Defend victimised Bfawu trade union activist at Samworth Brothers

by Nick Clark
Issue No. 2507

A Bfawu union meeting of Samworth Brothers workers

A Bfawu union meeting of Samworth Brothers workers


A victimised trade union activist at a food factory in Leicester has slammed bosses for sacking him because of his union activities.

Kumaran Bose was sacked after attempting to build the Bfawu food workers’ union at Samworth Brothers’ food manufacturer in Leicester.

He told Socialist Worker, “I’ve been framed because I was trying to organise the union.”

Hundreds of Samworth workers had flocked to join Bfawu after bosses introduced new contracts that scrapped overtime and weekend and night shift allowances. The new contracts could see some workers lose as much as £3,000 a year.

But many workers were also fed up at Samworth’s long hours, dangerous conditions and bullying bosses—as Socialist Worker revealed earlier this year.

Bosses sacked Kumran last Friday. A statement by Bfawu regional organiser George Atwall said Kumran’s sacking had come after he launched a formal grievance procedure against bosses.

George said, “Kumaran’s only crime has been his outstanding success in convincing more than 50% of the workers in his factory to join the Bakers Food and Allied Workers Union.

“What his managers particularly disliked was his brave decision to stand up for his rights and refuse to accept that he and his fellow workers should be treated so appallingly, and that their families should be denied a decent standard of living.”

Disciplinary

He added, “Bizarrely, when Kumaran lodged a formal grievance against his Samworth Management at Kettleby Foods, the company management team responded by embarking upon a retaliatory disciplinary procedure against Kumaran, accusing him of bullying his employers”.

Kumran said, ““They’ve said that my work colleagues are not happy with me. They said I’m not allowed to speak to the media and they said I’m not allowed to write stuff about the company on Facebook.

“But the reason is because of my union activity.”

Bosses are also refusing to recognise Bfawu—despite the fact that the union claims to have more than 50 percent membership at Kumaran’s factory.

It comes as Bfawu union members at two factories owned by another food producer—2 Sisters—have staged militant strikes against similar attacks on their pay.

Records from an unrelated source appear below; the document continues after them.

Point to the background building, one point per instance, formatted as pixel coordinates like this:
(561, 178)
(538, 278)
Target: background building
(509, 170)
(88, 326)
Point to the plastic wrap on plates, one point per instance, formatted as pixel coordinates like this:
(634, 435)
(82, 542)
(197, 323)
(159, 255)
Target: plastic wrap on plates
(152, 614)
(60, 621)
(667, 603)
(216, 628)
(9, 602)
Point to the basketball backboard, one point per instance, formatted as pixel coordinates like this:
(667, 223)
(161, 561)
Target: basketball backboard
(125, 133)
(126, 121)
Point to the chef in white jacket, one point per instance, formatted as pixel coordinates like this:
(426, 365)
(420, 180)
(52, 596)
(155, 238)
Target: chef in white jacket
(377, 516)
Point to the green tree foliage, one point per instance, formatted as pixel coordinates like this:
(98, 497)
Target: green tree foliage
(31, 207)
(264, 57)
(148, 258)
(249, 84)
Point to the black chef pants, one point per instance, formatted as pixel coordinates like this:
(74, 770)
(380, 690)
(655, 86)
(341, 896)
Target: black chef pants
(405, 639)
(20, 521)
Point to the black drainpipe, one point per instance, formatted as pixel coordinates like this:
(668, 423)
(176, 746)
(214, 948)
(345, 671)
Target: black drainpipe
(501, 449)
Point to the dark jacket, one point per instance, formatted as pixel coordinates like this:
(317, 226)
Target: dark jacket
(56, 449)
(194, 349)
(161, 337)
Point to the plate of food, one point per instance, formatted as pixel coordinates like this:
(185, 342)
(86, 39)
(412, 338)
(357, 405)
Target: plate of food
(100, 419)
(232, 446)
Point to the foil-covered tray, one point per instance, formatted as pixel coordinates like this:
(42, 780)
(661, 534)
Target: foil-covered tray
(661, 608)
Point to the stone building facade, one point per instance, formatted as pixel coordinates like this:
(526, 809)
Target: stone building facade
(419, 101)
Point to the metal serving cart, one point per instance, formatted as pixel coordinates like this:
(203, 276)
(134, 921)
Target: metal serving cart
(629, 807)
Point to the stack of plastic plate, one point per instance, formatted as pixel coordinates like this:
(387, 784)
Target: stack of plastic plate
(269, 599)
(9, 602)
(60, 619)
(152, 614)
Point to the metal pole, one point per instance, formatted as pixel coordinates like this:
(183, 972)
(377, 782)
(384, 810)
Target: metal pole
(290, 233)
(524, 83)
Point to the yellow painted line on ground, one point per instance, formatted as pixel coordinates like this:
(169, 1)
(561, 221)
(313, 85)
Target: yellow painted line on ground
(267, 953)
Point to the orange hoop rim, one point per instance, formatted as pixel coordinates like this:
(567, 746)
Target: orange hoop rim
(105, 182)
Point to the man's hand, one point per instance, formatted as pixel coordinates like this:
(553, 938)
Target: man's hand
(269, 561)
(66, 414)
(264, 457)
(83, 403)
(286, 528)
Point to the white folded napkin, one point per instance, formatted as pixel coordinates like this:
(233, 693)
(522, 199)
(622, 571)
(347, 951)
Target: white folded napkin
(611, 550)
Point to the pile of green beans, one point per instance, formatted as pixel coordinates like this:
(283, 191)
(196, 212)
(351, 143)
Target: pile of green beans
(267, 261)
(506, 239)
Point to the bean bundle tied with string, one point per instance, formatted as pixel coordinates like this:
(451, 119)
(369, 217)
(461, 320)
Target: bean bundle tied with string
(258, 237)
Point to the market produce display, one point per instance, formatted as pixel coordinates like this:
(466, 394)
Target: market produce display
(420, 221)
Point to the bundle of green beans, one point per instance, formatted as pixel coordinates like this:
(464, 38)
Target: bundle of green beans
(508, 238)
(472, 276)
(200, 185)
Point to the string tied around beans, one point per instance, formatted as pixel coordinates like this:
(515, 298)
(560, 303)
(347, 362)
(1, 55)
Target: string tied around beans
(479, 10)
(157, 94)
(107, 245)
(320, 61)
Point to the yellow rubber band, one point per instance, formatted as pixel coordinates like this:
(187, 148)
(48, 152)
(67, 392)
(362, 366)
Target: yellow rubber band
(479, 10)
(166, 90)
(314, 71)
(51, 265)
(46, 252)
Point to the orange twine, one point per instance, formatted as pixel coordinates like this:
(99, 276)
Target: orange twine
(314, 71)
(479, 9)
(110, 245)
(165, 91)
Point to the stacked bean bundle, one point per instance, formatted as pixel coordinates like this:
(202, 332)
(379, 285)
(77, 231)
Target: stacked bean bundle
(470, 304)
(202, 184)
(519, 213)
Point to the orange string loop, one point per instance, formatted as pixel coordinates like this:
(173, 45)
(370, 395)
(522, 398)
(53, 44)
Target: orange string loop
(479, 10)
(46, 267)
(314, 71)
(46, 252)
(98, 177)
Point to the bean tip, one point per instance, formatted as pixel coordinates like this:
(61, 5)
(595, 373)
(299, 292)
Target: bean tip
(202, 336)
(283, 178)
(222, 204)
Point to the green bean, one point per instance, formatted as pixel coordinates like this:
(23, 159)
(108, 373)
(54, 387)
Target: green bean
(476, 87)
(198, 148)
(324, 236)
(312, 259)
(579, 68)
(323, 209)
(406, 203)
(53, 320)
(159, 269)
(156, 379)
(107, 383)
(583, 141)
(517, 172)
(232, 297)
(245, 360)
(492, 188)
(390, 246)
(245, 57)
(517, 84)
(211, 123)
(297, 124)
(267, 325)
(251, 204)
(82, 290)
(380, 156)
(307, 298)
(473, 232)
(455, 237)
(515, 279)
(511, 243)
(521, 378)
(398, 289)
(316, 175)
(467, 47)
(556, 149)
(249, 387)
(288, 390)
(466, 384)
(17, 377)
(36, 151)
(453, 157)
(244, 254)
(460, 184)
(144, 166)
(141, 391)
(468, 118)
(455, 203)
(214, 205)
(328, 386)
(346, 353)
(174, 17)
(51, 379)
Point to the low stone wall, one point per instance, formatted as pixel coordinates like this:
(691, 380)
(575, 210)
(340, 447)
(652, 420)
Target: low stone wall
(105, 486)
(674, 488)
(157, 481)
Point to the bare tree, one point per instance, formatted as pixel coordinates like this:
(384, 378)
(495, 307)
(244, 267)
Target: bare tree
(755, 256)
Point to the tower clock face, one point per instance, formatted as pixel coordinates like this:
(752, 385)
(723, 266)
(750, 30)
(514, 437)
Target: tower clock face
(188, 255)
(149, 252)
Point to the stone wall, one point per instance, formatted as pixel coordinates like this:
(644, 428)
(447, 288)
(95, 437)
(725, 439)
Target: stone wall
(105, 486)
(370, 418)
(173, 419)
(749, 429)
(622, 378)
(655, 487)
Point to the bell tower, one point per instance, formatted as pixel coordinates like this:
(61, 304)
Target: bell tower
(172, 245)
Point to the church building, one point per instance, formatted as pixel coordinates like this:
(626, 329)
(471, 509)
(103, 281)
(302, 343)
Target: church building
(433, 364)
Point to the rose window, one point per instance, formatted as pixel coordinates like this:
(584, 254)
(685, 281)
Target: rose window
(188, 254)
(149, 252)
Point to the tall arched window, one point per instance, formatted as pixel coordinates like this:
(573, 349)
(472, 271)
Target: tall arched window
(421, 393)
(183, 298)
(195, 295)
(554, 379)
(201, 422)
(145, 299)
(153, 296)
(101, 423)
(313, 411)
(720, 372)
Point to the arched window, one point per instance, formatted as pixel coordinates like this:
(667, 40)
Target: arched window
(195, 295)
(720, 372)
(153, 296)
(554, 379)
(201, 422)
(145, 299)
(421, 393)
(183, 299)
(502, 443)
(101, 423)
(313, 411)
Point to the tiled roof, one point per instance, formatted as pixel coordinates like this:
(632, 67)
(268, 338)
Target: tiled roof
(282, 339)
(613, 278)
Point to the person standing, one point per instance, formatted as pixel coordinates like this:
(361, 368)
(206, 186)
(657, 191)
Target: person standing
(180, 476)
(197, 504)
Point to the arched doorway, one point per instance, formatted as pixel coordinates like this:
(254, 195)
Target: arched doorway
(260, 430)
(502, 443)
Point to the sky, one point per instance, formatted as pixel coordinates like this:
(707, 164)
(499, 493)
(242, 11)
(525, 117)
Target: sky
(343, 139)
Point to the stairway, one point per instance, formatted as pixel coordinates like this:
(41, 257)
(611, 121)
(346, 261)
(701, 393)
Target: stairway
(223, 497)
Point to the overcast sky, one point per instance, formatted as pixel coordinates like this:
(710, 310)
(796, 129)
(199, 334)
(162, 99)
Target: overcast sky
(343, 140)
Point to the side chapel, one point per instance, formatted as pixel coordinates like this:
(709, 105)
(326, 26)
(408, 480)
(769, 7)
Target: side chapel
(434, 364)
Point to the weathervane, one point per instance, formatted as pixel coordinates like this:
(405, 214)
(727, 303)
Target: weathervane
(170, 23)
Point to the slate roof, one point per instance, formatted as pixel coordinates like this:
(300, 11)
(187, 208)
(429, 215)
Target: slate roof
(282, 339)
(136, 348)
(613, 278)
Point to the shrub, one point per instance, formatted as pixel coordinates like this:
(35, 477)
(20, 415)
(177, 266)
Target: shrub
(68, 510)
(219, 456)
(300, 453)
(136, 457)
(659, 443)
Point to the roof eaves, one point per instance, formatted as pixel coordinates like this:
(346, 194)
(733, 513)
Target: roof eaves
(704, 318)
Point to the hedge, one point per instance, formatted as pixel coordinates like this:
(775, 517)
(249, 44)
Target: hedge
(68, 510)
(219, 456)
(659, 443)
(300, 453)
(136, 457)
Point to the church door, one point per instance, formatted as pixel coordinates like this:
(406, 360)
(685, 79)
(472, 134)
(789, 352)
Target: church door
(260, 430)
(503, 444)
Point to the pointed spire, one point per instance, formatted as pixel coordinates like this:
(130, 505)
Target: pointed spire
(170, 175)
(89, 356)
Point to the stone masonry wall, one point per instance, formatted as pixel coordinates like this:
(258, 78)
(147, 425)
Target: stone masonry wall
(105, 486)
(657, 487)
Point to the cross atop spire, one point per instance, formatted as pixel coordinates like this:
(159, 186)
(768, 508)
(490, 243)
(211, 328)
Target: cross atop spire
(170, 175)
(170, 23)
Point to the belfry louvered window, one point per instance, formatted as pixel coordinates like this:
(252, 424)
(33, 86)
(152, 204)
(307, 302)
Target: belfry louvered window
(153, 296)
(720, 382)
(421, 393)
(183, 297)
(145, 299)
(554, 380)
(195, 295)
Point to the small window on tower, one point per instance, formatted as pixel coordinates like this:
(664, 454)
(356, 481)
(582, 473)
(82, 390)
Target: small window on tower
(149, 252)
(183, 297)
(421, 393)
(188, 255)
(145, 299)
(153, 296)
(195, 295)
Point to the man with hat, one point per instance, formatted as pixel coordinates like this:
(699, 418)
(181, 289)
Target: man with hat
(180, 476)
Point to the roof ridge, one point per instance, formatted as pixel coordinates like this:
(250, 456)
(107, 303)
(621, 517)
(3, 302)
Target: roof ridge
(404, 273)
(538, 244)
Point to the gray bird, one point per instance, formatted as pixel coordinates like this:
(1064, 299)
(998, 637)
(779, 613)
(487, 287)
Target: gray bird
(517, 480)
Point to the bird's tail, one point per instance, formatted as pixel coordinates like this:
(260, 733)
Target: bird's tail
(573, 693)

Kumran said, “The campaign to get people in the union has been successful. But at the moment they’ve taken me out. They’ve set me up as an example of what happens if you try to organise.

“People are still joining. But it’s slowed down because people are scared now.”

Kumran is planning to appeal against his dismissal. Bfawu have launched a campaign to defend him and are calling for support.

The union needs to defend its activists—with strikes if necessary.